Sorting float2 and float arrays


I’m porting an evolutionary optimization from the CPU to GPU. Everything works fine and very fast so far. But now I’ve a problem when sorting the result arrays.

I’ve 2 arrays. The first array is float2 and has 130.000 Elements, the second one is float and has 10.000 elements

float2 *a // 130K elements

float *b  //	10K elements

Each element of array b belongs to 13 elements of array a.

(Array a contains 13 points of a Bezier based geometry, array b contains the calculatet area covert by this geometry - and I’ve to sort the bezier array by the best area values)

a[0]   - a[12] -> b[0]

a[13] - a[25] -> b[1]


Now I’ve to sort both according to the value size of array b

b[0] = 4000; 

a[0].x  = 4.7;


a[12].x = 7.8;

b[1] = 3000;

a[13].x  = 10.5;


a[25].x = 11.6;

b[2] = 5000;

a[26].x  = 15.3;


a[38].x = 16.9;

// ---- sortet

b[0] = 5000; 

a[0].x  = 15.3;


a[12].x = 16.9;

b[1] = 4000;

a[13].x  = 4.7;


a[25].x = 7.8;

b[2] = 3000;

a[26].x  = 10.5;


a[38].x = 11.6;

I hope u understand what I mean.

I looked at the examples of radix and bitonic sort…I also checked gpuqsort. But all algorithmes only sort one list with standard datatypes by value.

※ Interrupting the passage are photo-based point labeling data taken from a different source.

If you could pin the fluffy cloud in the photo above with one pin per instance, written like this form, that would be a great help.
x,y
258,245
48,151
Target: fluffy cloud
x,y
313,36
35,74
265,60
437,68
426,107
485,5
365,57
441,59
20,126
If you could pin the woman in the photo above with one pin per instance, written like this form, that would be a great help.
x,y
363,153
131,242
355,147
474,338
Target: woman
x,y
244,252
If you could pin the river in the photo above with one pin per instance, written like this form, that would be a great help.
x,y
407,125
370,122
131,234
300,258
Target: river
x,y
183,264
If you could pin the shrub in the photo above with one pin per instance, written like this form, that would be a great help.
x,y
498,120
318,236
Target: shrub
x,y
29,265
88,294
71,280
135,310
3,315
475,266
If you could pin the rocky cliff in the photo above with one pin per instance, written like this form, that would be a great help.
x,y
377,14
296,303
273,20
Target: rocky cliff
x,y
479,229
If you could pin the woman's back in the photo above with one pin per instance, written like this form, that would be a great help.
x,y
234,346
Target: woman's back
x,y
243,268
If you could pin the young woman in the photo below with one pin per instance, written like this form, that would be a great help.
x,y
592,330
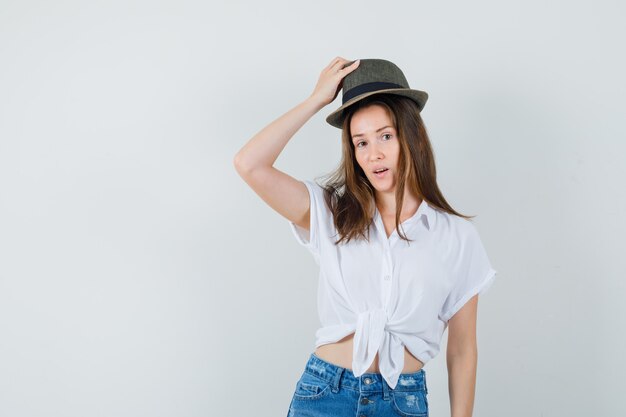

My idea was to sort the float array and only save the sortet indecies into an new list. But my method (by reduction) only does 1024 elements. And 130K or at least 10K elements are far to much for shared memory.

Any further ideas?

It would also be possible to save both list in to one float3 array, if this would help.


Quick and dirty, not the most efficient, but easy.

Use the fact that the radix sort is a stable sort. So two (or more) keys with the same value will keep their relative order.
So attach the key value b to EACH of your 13 a values. Then sort the whole mess.
Your values will now be in order, with the 13 values still sequentially enumerated. So this is a sort of 130,000 key-data pairs, even though your true problem is only a 10K key sort with a fat data payload.

It’s not as efficient as it could be because you’re using none of your special knowlege of the one key / 13 data setup, but it’d work and would be easy.
If the performance isn’t good enough, then you start thinking about customizing more.

Sorting this little data on the GPU isn’t as efficient as it is on the CPU, though. The GPU starts to do best at 1M+.

Thx for ur fast response.

I’m not sure how to use the keyvalues, but I’ll try it. It mustn’t be that ultra fast, till now the gpu ist about 1.700 times faster than a Phenom x4, some performance loose won’t harm that much. The main thing is, that it should be faster than converting to cpu, sort there and load it back to the GPU.

I will report here, if it works.


Ok, after almost 6 hours, I’ve to admit, that porting the radixsort sample of the sdk is to hard for me. Wheter I understand was is happening nor do I get what is important for my use. And copying the whole thing and just replace the given arrays with mine, doesn’t function either. So I tried CUDPPSORT. But as soon as I use CUDPPResult, all my cuda float2 arrays can’t be initialised anymore?! I can’t frigure out what exactly the problem is. But does anyone knows, if cudppsort can take float2 arrays? The documentation is very poor.

Is there any other way to get a simple radixsort, like kind of just one function to call?

Thx again.

Use thrust::sort_by_key.


Is there a way to get an already allocated and filled device array into thrust::device_vector? All examlples I found so far copy host vectors to the device.

Ah ok, I got it.

You’ve to use:

#include <thrust/sort.h>

float2 *a;

float *b;

cudaMalloc( (void**) &a, sizeof(float2)*numElements);

cudaMalloc( (void**) &b, sizeof(float)*numElements);

thrust::device_ptr<float2> thrust_a_pointer(a);

thrust::device_ptr<float> thrust_b_pointer(b);


thrust::sorting::radix_sort_by_key( thrust_b_pointer, thrust_b_pointer+numElements, thrust_a_pointer);

It’s not that fast, but I does what i need. Thx very much for the hint!